Dicle Nehri kıyısında bulunan Cudi dağında iki bin metrenin üzerinde olan dört doruk vardır. 2017 metre yüksekliğindeki bir doruğun üzerinde “Nuh peygamber ziyaret tepesi” yer alır. Ziyaret tepesinin ortasında etrafı taşlarla çevrili bir alan ise “Sefine” yani gemi ismiyle bilinir. İslamiyet’ten önce Sasani topraklarında yaşayan Doğu Süryaniler, yani Nasturiler, sefine bölgesinde “GEMİNİN MANASTIRI” adında bir mabed yapmışlardır. Mezopotamya’da İslam’ın yayılması ile bu manastırın yerine “Sefinet Nebi Nuh” adında bir mescit yapılmıştır.

XX. yüzyıla kadar Cudi yakınlarında yaşayan Sabii, Yezidi, Yahudi, Hıristiyan ve Müslüman topluluklar Hz. Nuh’un hatırasını canlı tutmak için Temmuz-Eylül aylarında Sefine makamında toplanırlardı. Hatta Hristiyanlarca buraya “NOAHS MONASTERY” yani Nuh Manastırı denilmektedir. Günümüze kadar Sefine makamı yakın coğrafyalarda yaşayan halk tarafından da sürekli bir şekilde ziyaret edilirdi. 1980 askeri darbesinden sonra buraya girişler yasaklandı.

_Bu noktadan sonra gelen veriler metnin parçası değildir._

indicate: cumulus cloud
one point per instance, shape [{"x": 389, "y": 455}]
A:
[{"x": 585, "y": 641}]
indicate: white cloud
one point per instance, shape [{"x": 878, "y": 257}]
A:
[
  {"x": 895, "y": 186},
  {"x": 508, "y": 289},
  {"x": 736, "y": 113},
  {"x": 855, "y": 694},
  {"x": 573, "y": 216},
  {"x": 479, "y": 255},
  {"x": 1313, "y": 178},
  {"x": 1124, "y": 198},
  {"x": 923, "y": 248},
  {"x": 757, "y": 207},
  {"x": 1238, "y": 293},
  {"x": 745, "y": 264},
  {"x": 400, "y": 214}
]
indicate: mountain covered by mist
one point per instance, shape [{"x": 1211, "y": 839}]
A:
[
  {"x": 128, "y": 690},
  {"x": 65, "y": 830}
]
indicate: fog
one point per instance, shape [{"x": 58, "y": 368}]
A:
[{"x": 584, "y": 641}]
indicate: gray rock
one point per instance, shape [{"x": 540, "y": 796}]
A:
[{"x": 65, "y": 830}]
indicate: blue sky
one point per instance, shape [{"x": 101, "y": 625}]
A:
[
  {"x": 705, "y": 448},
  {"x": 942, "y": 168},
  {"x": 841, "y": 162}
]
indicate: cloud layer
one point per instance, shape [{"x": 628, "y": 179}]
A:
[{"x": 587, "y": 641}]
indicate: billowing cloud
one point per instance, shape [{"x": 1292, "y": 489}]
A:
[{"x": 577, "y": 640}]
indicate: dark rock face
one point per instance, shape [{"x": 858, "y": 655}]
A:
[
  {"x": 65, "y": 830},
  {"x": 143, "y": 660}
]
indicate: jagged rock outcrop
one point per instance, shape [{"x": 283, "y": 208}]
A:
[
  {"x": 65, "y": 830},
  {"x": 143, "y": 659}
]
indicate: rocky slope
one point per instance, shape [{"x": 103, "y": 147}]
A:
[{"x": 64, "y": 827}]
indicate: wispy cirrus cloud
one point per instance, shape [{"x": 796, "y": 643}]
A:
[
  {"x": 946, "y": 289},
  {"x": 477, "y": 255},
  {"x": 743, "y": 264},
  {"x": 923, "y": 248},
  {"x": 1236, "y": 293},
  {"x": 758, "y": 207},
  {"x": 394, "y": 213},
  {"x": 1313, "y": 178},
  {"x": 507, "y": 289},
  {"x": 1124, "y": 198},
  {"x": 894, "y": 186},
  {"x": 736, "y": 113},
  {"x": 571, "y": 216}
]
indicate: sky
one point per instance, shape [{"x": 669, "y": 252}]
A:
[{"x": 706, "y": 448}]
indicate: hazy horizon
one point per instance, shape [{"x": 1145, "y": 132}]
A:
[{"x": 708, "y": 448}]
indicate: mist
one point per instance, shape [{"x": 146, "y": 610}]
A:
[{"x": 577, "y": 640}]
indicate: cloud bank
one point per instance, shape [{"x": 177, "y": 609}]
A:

Diyanet İşleri’nin bastığı tefsir ve ansiklopedilerde de geminin karaya oturduğu yer olarak Cudi Dağı kabul ediliyor.  Cudi, Hıristiyan kökenli araştırmacılar arasında popüler değil. Çünkü burada olduğu ile ilgili bir bilgi Tevrat ve İncil’de yok. Kur’an’da olması ise onları ilgilendirmiyor.

Tufan olayı Kur’an’da gayb haberlerinden olarak anlatılmaktadır. Bu da bize Tufan ile ilgili olarak Kur’an’ın nazil olmasına kadar geçen sürede anlatılanların tam mânâsı ile doğru bilgiler içermediğini işaret etmektedir.